The question says:- $A = \{1,2,3,4,5,6\}$ and $R = \{(S_1, S_2) :S_1, S_2 \subset A, S1\nsubseteq S2\}$.
My thought:- $S_1$ contains the subsets of $A$ and $S_2$ contains the subset of $A$ and $S_1$ is not a subset of $S_2$ then there are no elements common in $S_1$ and $S_2$ so there is not relations such as if $(a, b)$ is an element of $A$ and $(b, c)$ is an element of $A$ then $(a, c)$ is an element of $A$ as $b$ is not element of $S_1$.. Hence i can say the relation is transitive.. But the answer says it is not transitive
Assuming I interpreted your relation correctly, as I described in the comment...

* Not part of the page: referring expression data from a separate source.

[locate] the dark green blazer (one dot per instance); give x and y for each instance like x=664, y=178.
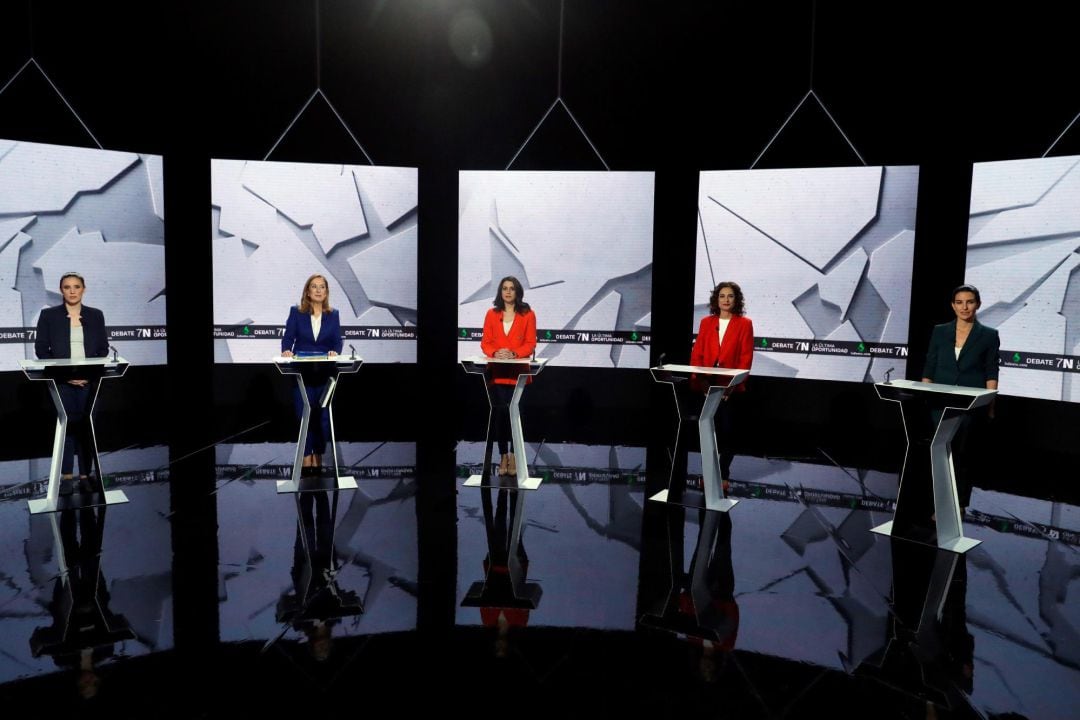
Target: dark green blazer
x=977, y=362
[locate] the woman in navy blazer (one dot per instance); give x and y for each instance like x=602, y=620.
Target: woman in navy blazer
x=72, y=330
x=733, y=349
x=313, y=328
x=963, y=352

For transitivity to hold, we require $\forall S_1, S_2, S_3$, subsets of $A$, $S_1 \sim S_2$ and $S_2 \sim S_3 \implies S_1 \sim S_3$. (or, $(S_1, S_2) \in R$ and $(S_2, S_3) \in R \implies (S_1, S_3) \in R$)
Let $S_1 = \{1, 2\}$
Let $S_2 = \{2, 3\}$
Let $S_3 = \{1, 2, 4\}$
$S_1 \sim S_2$ (i.e. $(S_1, S_2) \in R$) since $S_1$ is not a subset of $S_2$.
$S_2 \sim S_3$ (i.e. $(S_2, S_3) \in R$) since $S_2$ is not a subset of $S_3$.
But $S_1$ is a subset of $S_3$, so $S_1$ is not equivalent to $S_3$ ($(S_1, S_3) \notin R$). This is one of many examples where transitivity will fail.